Spark Unplugged: How In-Process Analytics Is Making Distributed Computing An Expensive Investment

Regular 50 minute session for SQLBits 2026

TL; DR

What if the most powerful analytics engine is already on your laptop? We've been told serious data work demands distributed computing and complex pipelines – but tools like DuckDB and Polars are proving otherwise. Learn how in-process engines can outperform Spark, slash complexity, be leveraged on Microsoft Fabric and leave you wondering: have we been overengineering all along?

Session Details

The data landscape is experiencing a fundamental shift. For years, we've been told that serious data work demands distributed computing, cloud infrastructure, and complex pipelines. But what if the most powerful analytics engine is already sitting on your desk?

In this provocative, insight-packed session, we'll challenge the conventional wisdom around big data processing by exploring the emerging "data singularity" - the point where single-node computing power is outpacing the growth of most analytical datasets. We'll demonstrate how tools like DuckDB and Polars are revolutionizing analytics by bringing analytical capabilities directly into your application process, eliminating overhead, delivering mind-blowing performance and turbo charging your "inner development loop".

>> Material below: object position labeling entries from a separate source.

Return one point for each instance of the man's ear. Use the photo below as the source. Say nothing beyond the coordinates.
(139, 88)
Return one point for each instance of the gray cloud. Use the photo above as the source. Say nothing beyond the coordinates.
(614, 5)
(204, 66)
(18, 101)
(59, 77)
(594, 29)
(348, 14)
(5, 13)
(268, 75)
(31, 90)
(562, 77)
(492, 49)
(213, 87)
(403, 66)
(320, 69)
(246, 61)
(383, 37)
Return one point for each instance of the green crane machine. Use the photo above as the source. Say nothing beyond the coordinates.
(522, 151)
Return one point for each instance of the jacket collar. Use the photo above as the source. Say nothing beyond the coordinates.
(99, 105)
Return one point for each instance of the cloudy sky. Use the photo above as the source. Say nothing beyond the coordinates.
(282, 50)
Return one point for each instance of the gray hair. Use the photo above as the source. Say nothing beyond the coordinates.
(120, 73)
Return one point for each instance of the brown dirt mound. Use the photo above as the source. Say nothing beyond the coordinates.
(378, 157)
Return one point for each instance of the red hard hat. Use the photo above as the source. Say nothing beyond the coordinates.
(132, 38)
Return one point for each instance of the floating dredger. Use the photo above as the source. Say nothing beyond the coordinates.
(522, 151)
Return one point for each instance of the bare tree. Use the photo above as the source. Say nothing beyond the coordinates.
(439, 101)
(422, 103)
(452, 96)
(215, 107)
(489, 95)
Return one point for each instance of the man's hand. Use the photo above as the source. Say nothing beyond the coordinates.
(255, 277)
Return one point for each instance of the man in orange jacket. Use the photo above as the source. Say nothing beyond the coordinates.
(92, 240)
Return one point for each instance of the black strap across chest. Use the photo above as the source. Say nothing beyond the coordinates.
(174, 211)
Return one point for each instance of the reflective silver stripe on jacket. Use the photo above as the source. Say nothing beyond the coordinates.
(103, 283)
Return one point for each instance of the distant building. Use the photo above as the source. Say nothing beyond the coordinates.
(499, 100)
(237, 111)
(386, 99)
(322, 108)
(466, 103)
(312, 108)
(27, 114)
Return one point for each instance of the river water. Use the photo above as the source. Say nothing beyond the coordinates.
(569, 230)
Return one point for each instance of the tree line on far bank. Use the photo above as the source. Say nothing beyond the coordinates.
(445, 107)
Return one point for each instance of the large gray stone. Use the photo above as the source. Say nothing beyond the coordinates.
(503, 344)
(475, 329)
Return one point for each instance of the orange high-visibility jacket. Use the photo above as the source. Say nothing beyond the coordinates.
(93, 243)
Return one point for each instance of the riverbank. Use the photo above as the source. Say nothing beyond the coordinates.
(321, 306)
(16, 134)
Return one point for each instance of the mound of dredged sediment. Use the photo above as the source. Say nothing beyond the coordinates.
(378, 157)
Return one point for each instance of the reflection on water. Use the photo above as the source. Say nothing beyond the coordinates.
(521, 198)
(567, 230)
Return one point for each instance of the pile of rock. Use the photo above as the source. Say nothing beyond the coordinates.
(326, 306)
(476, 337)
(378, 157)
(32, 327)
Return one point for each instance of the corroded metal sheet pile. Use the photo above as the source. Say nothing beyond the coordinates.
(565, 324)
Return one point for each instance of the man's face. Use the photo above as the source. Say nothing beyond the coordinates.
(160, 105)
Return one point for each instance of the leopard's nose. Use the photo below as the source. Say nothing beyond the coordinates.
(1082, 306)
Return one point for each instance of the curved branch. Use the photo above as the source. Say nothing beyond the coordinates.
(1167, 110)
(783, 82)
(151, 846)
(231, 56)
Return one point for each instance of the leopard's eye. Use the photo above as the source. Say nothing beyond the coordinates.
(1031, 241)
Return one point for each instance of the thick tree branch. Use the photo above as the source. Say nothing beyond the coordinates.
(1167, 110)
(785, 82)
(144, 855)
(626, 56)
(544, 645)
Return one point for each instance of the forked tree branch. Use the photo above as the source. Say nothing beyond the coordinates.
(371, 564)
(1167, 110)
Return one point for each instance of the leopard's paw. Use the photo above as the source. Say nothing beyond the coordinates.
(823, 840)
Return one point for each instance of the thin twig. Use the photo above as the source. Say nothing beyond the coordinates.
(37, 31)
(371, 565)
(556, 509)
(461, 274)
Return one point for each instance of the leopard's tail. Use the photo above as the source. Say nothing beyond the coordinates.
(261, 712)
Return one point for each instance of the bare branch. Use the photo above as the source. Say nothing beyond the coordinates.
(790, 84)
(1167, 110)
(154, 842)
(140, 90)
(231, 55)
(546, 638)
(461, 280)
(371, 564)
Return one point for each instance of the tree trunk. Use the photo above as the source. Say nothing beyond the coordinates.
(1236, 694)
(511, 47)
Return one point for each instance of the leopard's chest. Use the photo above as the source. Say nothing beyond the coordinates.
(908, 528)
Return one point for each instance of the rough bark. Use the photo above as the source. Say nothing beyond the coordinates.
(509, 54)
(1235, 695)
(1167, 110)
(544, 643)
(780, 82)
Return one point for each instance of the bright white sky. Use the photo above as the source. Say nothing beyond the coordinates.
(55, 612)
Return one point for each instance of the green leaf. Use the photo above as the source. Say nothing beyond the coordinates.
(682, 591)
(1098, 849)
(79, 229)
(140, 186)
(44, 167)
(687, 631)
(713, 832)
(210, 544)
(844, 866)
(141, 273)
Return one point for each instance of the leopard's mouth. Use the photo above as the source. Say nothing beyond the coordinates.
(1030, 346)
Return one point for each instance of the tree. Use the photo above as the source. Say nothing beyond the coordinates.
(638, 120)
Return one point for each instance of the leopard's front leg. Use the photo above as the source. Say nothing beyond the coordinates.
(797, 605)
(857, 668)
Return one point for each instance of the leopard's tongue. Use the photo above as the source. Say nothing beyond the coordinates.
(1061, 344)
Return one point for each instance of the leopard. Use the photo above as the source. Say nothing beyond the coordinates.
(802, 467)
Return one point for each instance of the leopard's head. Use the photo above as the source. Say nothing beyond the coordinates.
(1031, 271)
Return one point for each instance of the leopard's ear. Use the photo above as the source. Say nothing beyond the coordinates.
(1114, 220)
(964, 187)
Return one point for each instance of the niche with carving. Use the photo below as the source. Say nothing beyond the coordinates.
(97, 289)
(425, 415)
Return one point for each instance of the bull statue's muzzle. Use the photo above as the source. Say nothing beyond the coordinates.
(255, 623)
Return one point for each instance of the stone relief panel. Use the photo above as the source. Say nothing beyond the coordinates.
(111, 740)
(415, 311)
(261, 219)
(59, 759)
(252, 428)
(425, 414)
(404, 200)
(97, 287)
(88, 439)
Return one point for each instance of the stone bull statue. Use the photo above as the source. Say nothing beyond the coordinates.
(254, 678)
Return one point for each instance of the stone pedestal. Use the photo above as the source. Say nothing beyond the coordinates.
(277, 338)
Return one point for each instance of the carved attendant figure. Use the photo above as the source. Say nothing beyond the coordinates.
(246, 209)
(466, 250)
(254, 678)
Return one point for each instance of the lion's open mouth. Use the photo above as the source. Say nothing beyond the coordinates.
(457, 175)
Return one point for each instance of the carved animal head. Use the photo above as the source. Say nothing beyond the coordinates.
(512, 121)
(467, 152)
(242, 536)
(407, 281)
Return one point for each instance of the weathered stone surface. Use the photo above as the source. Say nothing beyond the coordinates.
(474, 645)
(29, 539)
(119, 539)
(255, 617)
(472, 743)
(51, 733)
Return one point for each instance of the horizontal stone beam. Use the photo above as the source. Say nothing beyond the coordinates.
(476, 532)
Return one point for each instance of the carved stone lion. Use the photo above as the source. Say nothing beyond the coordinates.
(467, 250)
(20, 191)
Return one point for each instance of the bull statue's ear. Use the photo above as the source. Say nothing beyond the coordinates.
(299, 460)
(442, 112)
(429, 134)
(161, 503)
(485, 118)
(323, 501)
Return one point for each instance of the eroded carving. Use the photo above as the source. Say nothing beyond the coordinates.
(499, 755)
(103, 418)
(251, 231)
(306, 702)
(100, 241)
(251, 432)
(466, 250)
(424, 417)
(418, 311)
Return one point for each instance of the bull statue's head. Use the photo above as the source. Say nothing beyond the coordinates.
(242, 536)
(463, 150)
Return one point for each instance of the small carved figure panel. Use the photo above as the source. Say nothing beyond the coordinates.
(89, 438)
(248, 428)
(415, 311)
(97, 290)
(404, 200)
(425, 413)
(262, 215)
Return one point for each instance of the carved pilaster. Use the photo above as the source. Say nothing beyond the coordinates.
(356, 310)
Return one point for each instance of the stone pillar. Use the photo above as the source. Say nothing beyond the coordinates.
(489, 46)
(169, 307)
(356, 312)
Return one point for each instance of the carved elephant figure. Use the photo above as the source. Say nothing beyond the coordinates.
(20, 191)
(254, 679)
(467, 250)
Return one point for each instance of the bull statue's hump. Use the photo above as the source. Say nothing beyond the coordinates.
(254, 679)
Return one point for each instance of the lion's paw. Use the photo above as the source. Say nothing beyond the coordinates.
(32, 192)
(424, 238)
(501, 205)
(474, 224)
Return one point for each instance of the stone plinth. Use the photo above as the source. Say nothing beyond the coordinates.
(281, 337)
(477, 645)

You'll learn how these in-process engines can process millions of rows on your laptop, often outperforming distributed systems like Spark while dramatically reducing complexity, cost, and carbon footprint. We'll share practical code examples showing how to implement these tools in your workflows, with special focus on integrating into your Databricks or Microsoft Fabric environment.

This session is perfect for:

* Data engineers tired of the overhead incurred working with distributed systems
* Data scientists seeking faster iteration cycles
* Data leaders looking to minimise total cost of ownership and accelerate time to value
* Anyone interested in the future direction of data processing

Walk away with a completely fresh perspective on data architecture, practical techniques to implement tomorrow, and perhaps a nagging question: Have we been overengineering our data solutions all along?

3 things you'll get out of this session

To make people aware of emerging technologies that can increase velocity, reduce costs and minimise carbon impact. A live coding, demo heavy session which will show the path from local development to deployment on Microsoft Fabric.